The Import Restrictions Boomerang
Monday, April 29, 2024
The restrictions on the imports of goods caused problems for many industries. They could become an opportunity for bribery and corruption.
THE disarray, yet again, over import regulations shows that the government never undertakes comprehensive studies before drawing up a policy. Rather than strengthening domestic industry, limits on imports have caused problems for producers of a number of items, and could trigger a crisis.
Through Trade Ministry Regulation No. 36/2023, the government imposed bans or restrictions on imports of 2,110 types of tariffs or imported goods. The regulation also tightened up monitoring and applied limits on items carried by airplane passengers from overseas, including by migrant workers.
The aim was a noble one: reduce the surge of imports that is harming domestic producers. But the impact of this policy was the opposite of this aim, namely a scarcity of various goods, including raw materials for particular industries, causing problems for domestic producers.
This regulation triggered protests from businesses, as well as the public, who were disadvantaged. As a result, the government became confused and in the middle of March was forced to issue a regulation to change the rules, namely Trade Ministry Regulation No. 3/2024. This regulation reduced the number of goods subject to restrictions to 2,098 types of tariffs or goods. The provisions on goods carried by passengers were relaxed and the old rules were restored.
But instead of putting right the problems that arose, the new regulation has once again led to protests from other industries whose interests were not accommodated. The latest problems are the protests from flour producers, who are facing the threat of having to halt operations because of the shortage of fortified premixes, which provide nutrients for the flour. Because these premixes are now subject to import restrictions, stocks are running short. If there is no change in policy, this May, many flour producers will stop operations. The impact of this will be a scarcity of flour for public consumption and the food industry.

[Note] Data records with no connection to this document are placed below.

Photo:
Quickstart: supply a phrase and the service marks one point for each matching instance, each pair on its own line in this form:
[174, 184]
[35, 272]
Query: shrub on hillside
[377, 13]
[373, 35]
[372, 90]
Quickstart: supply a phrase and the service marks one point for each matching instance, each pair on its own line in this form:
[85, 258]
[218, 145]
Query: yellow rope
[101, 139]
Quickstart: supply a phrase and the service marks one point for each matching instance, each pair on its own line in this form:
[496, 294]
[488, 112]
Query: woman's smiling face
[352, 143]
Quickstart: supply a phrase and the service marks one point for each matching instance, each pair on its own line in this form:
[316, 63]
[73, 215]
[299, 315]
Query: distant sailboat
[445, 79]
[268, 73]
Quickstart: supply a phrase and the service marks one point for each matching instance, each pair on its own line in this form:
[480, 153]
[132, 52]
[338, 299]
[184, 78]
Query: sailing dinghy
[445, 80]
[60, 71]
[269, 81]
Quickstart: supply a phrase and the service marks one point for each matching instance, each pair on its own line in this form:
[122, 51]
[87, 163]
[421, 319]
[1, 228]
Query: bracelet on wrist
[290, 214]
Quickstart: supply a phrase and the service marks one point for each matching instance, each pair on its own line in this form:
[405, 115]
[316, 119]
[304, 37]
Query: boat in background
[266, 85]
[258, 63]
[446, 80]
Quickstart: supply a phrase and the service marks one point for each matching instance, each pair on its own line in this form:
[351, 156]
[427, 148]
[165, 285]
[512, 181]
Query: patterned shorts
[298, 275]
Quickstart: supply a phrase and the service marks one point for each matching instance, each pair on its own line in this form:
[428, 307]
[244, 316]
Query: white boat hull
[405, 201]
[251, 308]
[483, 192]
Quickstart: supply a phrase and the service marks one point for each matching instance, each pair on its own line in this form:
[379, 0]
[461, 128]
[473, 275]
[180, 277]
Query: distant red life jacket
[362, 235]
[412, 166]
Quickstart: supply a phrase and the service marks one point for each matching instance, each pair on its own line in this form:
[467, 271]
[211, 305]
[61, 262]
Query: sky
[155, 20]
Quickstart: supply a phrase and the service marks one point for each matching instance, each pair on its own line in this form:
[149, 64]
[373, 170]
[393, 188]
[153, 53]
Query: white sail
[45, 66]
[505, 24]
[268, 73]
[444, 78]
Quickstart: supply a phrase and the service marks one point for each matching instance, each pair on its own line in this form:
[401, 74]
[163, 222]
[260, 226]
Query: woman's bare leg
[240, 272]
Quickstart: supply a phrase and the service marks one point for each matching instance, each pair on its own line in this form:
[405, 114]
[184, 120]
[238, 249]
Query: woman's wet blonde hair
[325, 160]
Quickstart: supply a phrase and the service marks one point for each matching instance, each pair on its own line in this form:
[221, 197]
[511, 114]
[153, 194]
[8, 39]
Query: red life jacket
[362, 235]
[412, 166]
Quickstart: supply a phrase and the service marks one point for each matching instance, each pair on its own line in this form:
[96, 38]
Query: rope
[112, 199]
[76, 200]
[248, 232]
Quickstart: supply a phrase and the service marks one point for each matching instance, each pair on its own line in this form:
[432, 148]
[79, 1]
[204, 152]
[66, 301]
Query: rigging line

This tinkering with regulations shows that the mechanism for drawing up import regulations by the Trade Ministry does not include satisfactory studies. The desire to limit imports to protect domestic producers has become a boomerang and could even trigger a crisis. Scarcities of basic foodstuffs such as flour could have long-term impacts, including a rise in inflation. A rise in food prices could worsen the current situation, when we are facing a weakening in the value of the rupiah and rises in interest rates.
On the other hand, the design of the import regulations followed by revisions after protests has given rise to another suspicion: could the import regulations have been planned to provide an opportunity for bribery and corruption? The tightening of import regulations is usually followed by abuses or collusion between importers and government officials. A number of corruption cases have arisen as a result of machinations related to import regulations. One of these was the 2016-2022 salt import case that involved three Industry Ministry officials.
Data from the National Strategy Team for the Prevention of Corruption shows that Indonesia is one of the nations with the highest number of import restrictions. For example, in 2024, Indonesia had limitations on 7,200 goods, or 63.16 percent of the total of 11,415 tariffs or goods. According to this joint team of five institutions, many of these restrictions have led to licensing processes that are longer and more complicated, meaning that they increase the potential for corruption. If there are no improvements, it will not be surprising if people begin to suspect that import regulations were planned to open ways for bribery and corruption.